I already implemented the preprocessing part related to stopwords, punctuation, etc but the model provides low validation accuracy (around 0.7) so I wonder that maybe if I also implement the stemming and lemmatization maybe it will increase.
Sur I need to do it manually since I'm working on the tunisian dialect and no already availabe libraries for that.
I don't think that it's a good idea to implement a lemmatizer and a stemmer for Tunisian dialect or for any other dialect since the majority of text doesn't respect the linguistic rules. The Maghreb Arabic dialects are a mixture of Arabic, French and other languages. You can try to collect a huge amount of data and train a BERT Model from scratch.
No, training a BERT model will provide you with word representations that are contextualized, which could lead to good results when it is fine-tuned for other tasks. However, you will need a gigantic amount of data to build the model.
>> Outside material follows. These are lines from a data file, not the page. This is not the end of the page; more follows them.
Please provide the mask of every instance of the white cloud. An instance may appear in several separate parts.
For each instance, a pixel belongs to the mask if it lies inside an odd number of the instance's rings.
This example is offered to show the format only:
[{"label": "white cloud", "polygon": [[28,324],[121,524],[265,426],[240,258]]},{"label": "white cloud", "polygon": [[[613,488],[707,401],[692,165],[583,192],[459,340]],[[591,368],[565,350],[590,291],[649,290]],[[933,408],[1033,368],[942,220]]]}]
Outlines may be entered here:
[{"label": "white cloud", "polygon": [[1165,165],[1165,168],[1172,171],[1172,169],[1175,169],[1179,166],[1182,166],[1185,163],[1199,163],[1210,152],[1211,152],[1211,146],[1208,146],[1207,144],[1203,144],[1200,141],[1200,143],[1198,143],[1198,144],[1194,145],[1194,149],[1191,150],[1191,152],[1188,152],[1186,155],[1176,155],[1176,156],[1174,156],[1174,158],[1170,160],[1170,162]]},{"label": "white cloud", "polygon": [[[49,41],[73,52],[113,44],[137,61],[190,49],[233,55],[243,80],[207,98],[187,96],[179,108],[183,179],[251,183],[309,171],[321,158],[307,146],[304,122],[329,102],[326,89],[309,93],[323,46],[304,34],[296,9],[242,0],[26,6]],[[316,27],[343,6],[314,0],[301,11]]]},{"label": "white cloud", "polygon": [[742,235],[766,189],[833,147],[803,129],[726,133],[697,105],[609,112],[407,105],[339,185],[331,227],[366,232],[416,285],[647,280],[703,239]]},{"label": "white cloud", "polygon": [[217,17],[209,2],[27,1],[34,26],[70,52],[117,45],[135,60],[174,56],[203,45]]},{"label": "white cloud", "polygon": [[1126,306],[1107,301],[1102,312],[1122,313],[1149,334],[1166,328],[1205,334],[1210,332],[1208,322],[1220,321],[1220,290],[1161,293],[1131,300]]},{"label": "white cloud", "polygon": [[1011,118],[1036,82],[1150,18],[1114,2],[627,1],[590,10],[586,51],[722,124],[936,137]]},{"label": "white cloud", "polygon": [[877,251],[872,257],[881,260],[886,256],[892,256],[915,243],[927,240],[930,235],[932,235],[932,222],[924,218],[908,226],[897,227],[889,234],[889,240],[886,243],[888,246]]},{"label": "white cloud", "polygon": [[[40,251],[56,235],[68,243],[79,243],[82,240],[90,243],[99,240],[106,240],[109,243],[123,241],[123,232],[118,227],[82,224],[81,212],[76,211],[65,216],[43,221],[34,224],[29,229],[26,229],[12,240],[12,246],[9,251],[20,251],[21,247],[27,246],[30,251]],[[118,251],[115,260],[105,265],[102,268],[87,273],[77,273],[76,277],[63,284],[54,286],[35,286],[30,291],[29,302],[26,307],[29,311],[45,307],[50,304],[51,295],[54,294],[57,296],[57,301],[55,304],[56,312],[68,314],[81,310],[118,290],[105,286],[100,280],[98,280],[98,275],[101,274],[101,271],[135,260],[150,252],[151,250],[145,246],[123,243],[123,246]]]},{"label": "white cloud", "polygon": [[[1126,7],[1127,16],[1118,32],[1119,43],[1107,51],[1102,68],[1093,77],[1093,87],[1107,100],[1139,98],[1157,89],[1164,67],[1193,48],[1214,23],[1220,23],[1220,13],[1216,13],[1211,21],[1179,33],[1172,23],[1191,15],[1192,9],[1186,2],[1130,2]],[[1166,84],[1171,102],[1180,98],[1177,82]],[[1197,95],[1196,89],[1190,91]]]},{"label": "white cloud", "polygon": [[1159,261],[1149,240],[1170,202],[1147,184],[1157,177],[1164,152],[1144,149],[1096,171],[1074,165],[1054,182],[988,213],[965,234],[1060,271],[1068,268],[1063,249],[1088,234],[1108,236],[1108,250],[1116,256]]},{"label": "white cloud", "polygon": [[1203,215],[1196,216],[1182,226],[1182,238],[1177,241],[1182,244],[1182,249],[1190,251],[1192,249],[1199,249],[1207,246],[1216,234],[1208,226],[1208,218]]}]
Semeh Ben Salem They are similar except that lemmatization keeps word-related information
such as PoS tags. It will be difficult to answer the question without experimentation as the dataset and the specific task to be solved need to be considered. I advise you to try both and then decide. In case you cannot afford the computation cost of this solution, advise you to use lemmatization as from my experience it brings more impact. Moreover, it's more used by NLP researchers. Once again, you should noticed that everything depends on your data and your specific task.